The second day of payments conferences usually give me a chance to step back, reflect on what was announced on the first day, and catch up with some people to better understand how things really work. While PayPal said that the three big themes for the conference were mobile, social, and local, they could just as easily said convenience, speed, and personalization. At least that’s what many of the the new products and solutions said to me.

PayPal Embedded Payments

With Embedded Payments, PayPal is simplifying the user experience down to the point where buyers just click and pay with a minimal amount of friction. The experience is “embedded” in the sense that the user doesn’t have to leave the sellers website to go sign-in, pick their payment method, and approve the purchase. Instead, when they click the “Pay with PayPal” button, a simplified PayPal light box hovers over the seller’s website, providing the consumer with a simple 2-click or even 1-click streamlined purchase experience.

The number of clicks varies because it can be personalized to be as light or heavy as the user wants. One consumer might personalize their use of PayPal so that they login once, but then never login again as long as their own the same computer. Even as they move across sites on the web. Another consumer might personalize their experience so that they are always prompted for login, even on repeat purchases from the same site.

PayPal Embedded Payments is build on top of Adaptive Payments. That means that sellers and app developers have access to send money features, chained payments, parallel payments, etc. The version of Embedded Payments available right now doesn’t yet support the handling of ship-to addresses, but PayPal says that’s coming.

For existing merchants, the streamlined user experience is also available through PayPal Express Checkout. So there is no need, strictly speaking, to switch to Adaptive Payments just to offer buyers a simplified experience.

PayPal refers to the simplified, on-site purchase experience as “inline checkout”. This user experience, however, is not completely new in online payments. Amazon Payments recently announced a similar user experience for its buyers in an enhanced version of Checkout by Amazon. Before that, PayPal had offered inline checkout for smartphone apps through its PayPal Mobile Library. The common thread through all these examples is the elimination of the clunky redirect step.

I wouldn’t be surprised to see other payment enablers move away from the traditional redirect model to the newer inline model. But it’s going to take some technical known-how, particularly to streamline repetitive logins out of the user experience. To make this work, PayPal is using its risk management expertise to adjust things on the fly as necessary. The consumer might be asked to re-authenticate depending on what they are buying, where they are buying it, and how much it costs.

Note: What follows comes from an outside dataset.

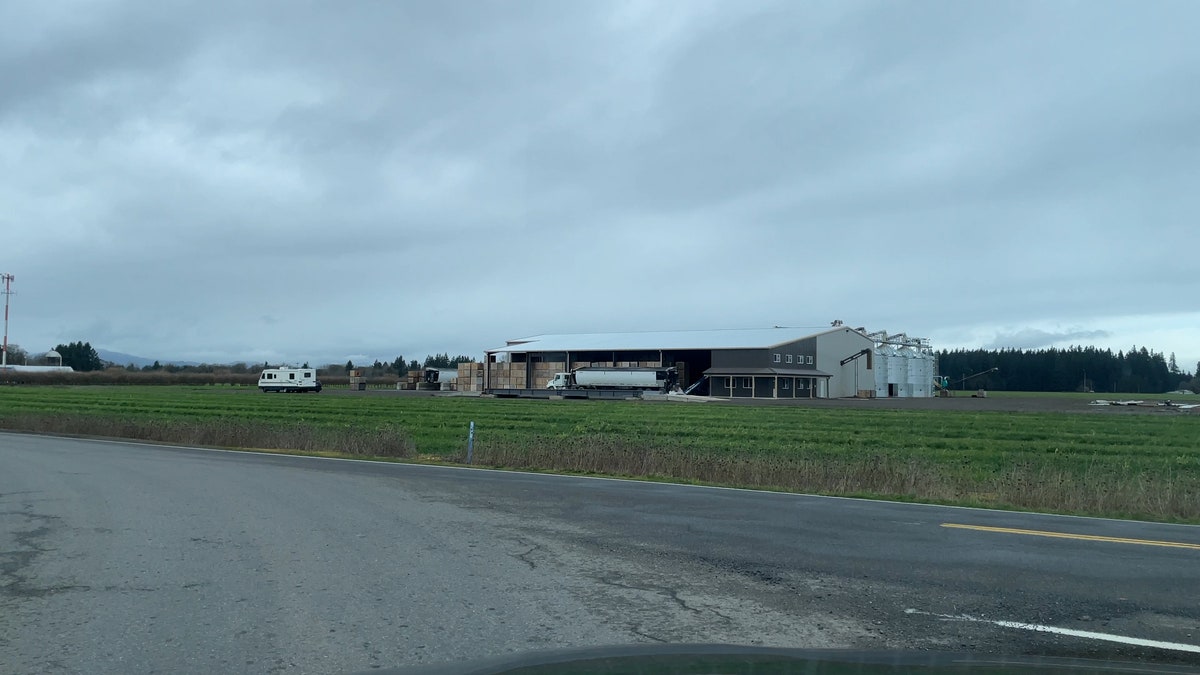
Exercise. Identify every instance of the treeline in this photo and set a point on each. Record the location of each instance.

As an aside, PayPal is also applying the simplified, inline user experience to Adaptive Accounts as well. When a third-party app uses Adaptive Accounts to create PayPal accounts, the users won’t have to leave the app and go to the PayPal site just to establish their PayPal password. They can just hover over the app in a light box to quickly claim their new account.

PayPal for Digital Goods

PayPal for Digital Goods bundles a bunch of underlying things together to create a solution for a specific set of customers. In this case the customers are online game providers and other digital goods merchants that want a super easy, cost-efficient impulse purchase capability. PayPal for Digital Goods combines PayPal Embedded Payments (described above) with PayPal’s traditional micropayments pricing option.

When using the micropayments fee schedule, PayPal charges sellers $0.05 + 5% per transaction — which works out to be more economical than the typical $0.30 + 2.9% pricing on any purchase under $12.00. The variable part of the traditional fee is more expensive, for sure, but the fixed portion drops from $0.30 to $0.05. And its the fixed portion that most sellers complain about in digital goods.

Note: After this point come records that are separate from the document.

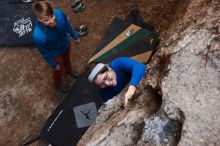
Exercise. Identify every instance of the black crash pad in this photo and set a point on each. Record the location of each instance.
(69, 121)
(73, 116)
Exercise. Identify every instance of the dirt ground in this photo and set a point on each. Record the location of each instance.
(27, 95)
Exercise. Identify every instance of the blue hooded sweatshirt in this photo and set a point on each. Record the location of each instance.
(127, 71)
(53, 41)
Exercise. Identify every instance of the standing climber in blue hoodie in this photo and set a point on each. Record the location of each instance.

Because PayPal for Digital Good is based on Embedded Payments, and Embedded Payments are based on Adaptive Payments, online site sites can also use all of its capabilities. They can use subscriptions, make pre-authorized payments in support of a pay-as-you go model, or just sell virtual goods on an ala carte basis. While not positioned as a micropayments solution, it sort of walks and talks like one.

PayPal also claims that it has adjusted its risk capabilities to better reflect online fraud in the digital goods market. But it was interesting to me that they didn’t extend their buyer protection program to cover digital goods purchases. Instead, they offered developers at the conference a session on best practices for managing digital goods fraud. Not what I was hoping for, but okay.

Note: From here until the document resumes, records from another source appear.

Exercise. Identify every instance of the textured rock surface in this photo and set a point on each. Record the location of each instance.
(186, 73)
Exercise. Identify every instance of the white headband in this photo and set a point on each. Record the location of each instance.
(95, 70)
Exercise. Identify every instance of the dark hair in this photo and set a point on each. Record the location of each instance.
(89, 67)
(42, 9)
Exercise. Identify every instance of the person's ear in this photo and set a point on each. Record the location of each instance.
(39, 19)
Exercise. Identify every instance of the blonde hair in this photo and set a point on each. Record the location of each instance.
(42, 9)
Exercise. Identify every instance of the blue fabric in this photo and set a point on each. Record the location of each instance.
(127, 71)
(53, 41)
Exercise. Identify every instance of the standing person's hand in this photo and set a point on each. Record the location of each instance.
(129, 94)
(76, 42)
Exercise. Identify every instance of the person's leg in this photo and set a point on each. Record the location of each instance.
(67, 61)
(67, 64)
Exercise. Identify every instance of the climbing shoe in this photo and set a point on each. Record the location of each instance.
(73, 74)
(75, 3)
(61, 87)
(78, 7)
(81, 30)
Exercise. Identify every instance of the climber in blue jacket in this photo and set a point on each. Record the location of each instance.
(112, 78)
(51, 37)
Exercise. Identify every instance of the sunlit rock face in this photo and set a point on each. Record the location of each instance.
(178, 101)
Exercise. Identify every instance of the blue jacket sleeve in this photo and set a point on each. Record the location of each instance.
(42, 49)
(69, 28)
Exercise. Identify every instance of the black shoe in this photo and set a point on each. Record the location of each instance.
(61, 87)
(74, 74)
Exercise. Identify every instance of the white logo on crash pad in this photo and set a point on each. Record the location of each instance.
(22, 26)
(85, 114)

PayPal says that they like virtual currencies, and that virtual currencies have their place in this world, but clearly the company would prefer sellers to embrace PayPal for Digital Goods for direct monetization. They went out of their way to say that buyers will spend more on digital goods when they don’t have to worry about having unused, seller-specific virtual points left over at the end of the day.

Even without these new capabilities, PayPal claims to be on track to handle $3 billion in digital goods transactions in 2010. Clearly, that number will be going up dramatically as this solution makes its way into the market in coming months.